# WAGO DALI Klemme 750-641 macht Geräusche



## iwan (13 März 2010)

Hallo Zusammen

Ich habe mir vor kurzem eine WAGO DALI Klemme 750-641 zugelegt.
Im DALI betrieb blinkt jede Sekunde das LED B auf (das muss so sein) und dabei klickt diese wie der zeiger einer Uhr.
Wenn ich z.B. die EVG für die Kurzadressen Scanne klickt es in ganz kurzen abständen bis sie fertig ist.

Ist das "normal" bei dieser Klemme oder hat die einen defekt?

Grüsse
Iwan


----------



## Matze001 (13 März 2010)

Hallo,

ich habe auch eine im Einsatz.

Meine "fiept" sogar im Sekundentakt, zusammen mit der LED und tut nun schon einige Wochen wacker ihren Dienst.

MfG

Marcel


----------



## iwan (14 März 2010)

Hallo

Danke für deine Antwort, dann bin ich ja beruhigt...

Gruss
Iwan


----------



## Ralle (14 März 2010)

Matze001 schrieb:


> Hallo,
> 
> ich habe auch eine im Einsatz.
> 
> ...



Nicht vergessen, ab und an etwas Futter davor zu legen, da sitzt ne kleine Maus an einer Tastatur drin und bedient die LED! *ROFL*

Aber ernsthaft, da fragt man sich, ob der Hersteller das nicht gemerkt hat oder ob ihm das wurscht ist!


----------



## Matze001 (14 März 2010)

Ich hab damit keine Probleme!

Der Schaltschrank steht schön weit weg, und wenn ich die Schrankfür doch mal
aufmache weis ich sofort das die kleine Maus noch lebt!

MfG

Marcel


----------



## iwan (14 März 2010)

Bei mir ist das Teil momenta nauf dem Küchentisch und da sind Mäuse eigentlich nicht unbedingt gewünscht ;-)

Hab eh noch eine Anfrage offen an den Wago-Support, kann ja mal Fragen ob das so sein soll oder nicht.

Weis evtl. Jemand wie ich dierekt einen Dimmwert an einen DALI Teilnehmer senden kann?
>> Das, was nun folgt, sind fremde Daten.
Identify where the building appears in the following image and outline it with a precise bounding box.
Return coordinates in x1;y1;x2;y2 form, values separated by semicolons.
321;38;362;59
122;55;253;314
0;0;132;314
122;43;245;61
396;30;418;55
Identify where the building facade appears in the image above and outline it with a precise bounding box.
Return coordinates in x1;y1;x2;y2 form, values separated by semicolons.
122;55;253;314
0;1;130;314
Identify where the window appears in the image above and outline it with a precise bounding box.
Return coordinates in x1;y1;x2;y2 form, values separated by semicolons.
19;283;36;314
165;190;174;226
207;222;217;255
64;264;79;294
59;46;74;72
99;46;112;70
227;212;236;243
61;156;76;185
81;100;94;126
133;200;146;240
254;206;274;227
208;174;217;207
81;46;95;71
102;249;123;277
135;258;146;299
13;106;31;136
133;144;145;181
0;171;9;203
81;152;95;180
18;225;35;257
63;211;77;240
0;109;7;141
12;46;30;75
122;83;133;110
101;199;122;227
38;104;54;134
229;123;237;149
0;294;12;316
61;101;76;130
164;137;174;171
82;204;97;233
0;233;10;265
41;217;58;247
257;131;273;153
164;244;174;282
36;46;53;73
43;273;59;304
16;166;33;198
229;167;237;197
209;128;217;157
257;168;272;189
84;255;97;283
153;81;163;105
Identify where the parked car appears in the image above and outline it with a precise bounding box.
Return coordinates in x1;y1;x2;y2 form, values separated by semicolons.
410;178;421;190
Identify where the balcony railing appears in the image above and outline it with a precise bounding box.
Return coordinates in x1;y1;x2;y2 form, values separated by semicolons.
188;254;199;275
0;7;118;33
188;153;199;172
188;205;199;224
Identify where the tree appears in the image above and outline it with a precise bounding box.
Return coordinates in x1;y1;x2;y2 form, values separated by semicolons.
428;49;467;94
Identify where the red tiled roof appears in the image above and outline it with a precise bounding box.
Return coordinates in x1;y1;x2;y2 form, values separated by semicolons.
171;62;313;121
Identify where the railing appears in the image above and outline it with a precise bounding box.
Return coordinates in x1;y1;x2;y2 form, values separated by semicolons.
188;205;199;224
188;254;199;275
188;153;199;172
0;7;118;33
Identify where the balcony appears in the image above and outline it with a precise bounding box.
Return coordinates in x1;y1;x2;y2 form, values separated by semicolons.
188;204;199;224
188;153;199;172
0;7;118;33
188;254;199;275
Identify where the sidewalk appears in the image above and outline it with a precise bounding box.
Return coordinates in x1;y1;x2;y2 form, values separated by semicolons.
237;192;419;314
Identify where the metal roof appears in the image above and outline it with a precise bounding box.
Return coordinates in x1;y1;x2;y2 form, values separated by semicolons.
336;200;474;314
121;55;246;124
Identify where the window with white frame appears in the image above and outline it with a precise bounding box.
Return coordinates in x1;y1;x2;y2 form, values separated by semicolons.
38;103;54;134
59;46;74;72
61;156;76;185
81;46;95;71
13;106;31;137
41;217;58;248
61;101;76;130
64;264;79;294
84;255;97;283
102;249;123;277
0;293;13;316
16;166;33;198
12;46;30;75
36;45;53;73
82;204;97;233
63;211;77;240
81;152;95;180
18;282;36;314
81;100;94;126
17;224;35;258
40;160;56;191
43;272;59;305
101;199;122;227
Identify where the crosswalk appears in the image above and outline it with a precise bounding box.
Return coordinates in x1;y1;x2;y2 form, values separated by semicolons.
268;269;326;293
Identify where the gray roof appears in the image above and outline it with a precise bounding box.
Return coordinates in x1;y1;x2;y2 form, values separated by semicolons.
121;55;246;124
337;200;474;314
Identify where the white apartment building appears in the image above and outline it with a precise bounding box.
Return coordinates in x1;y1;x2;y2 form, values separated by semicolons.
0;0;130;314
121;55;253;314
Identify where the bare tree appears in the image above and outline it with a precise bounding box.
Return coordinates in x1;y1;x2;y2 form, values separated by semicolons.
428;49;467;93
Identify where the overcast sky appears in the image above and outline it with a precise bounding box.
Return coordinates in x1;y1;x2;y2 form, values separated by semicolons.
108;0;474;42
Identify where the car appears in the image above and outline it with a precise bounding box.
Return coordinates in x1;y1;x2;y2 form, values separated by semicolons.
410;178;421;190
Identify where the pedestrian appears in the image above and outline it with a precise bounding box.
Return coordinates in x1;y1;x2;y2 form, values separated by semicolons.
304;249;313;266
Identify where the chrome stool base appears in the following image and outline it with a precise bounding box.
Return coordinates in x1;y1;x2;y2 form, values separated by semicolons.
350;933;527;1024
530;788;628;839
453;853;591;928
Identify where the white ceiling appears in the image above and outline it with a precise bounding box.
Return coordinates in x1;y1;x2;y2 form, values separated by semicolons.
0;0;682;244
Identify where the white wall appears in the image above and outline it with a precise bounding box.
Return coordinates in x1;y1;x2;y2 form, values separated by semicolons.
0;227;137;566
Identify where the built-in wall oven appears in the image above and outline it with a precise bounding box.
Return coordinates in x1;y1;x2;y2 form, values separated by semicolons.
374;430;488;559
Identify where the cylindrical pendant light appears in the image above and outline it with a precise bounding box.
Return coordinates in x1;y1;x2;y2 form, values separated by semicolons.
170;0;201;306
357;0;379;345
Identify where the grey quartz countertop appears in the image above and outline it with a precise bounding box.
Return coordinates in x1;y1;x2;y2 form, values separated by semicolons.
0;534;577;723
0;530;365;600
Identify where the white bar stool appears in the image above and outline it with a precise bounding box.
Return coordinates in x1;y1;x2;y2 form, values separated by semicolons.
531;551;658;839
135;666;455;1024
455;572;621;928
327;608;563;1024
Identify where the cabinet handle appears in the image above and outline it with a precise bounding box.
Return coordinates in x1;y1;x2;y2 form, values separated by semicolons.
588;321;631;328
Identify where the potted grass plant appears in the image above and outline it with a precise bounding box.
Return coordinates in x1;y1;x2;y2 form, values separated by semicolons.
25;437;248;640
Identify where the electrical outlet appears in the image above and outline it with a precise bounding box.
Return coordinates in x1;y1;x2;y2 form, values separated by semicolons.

Bis jetzt habe ich nur rausgefunden, wie ich heller oder dunkler senden kann...


----------



## Matze001 (14 März 2010)

Bin auf die Antwort gespannt:

Dimmwert Direkt:

FbDALI_SwitchValue

Wago hat eine schöne PDF wo alle Bausteine aus der Dali.lib beschrieben sind!

MfG

Marcel


----------



## iwan (14 März 2010)

*FbDimmerEinfachTaster*

Wow super!

Ich hab die Doku schon runter und rauf gelesen, aber das hab ich nicht gesehen....

Ich möchte damit und mit dem FbDimmerEinfachTaster dimmen, denn der hat Memory und der FBDALI_DimmSingleButton leider nicht!

Werd ich dann mal testen ob das irgendwie geht...

Gruss
Iwan


----------



## Matze001 (14 März 2010)

Guck dir mal den an 

FbDALI_RestoreDimmValue

MfG

Marcel


----------



## iwan (14 März 2010)

Der liest aber immer alle zurück oder?
Ich müsste aber nur den des TLN bzw der Gruppe haben die ich einschalte...
Wie kann ich das mit dem FbDALI_DimmSingleButton kombinieren, dass ich beim einschalten den letzten Wert anstatt 100% habe?

Gruss
Iwan


----------



## iwan (14 März 2010)

Im Anhang mein Lösungsansatz

Wobei DIMM_1 von KNX Taster kommt und ChangeTest überprüft ober der bValueIn geändert wurde und sendet den Wert und die Flanke an FbDALI_SwitchValue.
Über bDimmWert könnte ich auch dierekt einen Wert senden, wenn ich z.B. duch einen Präsenzmelder an Abend gedimmt einschalten möchte.
Funktioniert prima, finde es allerding etwas aufwändig.
Oder ist das so io? (bin Privater-Hobby-Programmierer ;-))

Grüsse
Iwan


----------



## iwan (17 März 2010)

Ich nochmals...

Ich habe Antwort von Wago-Support gekriegt.
Das fiepen/klicken im Sekundentakt lässt sich via  FbDALI_Master_Adv auschalten.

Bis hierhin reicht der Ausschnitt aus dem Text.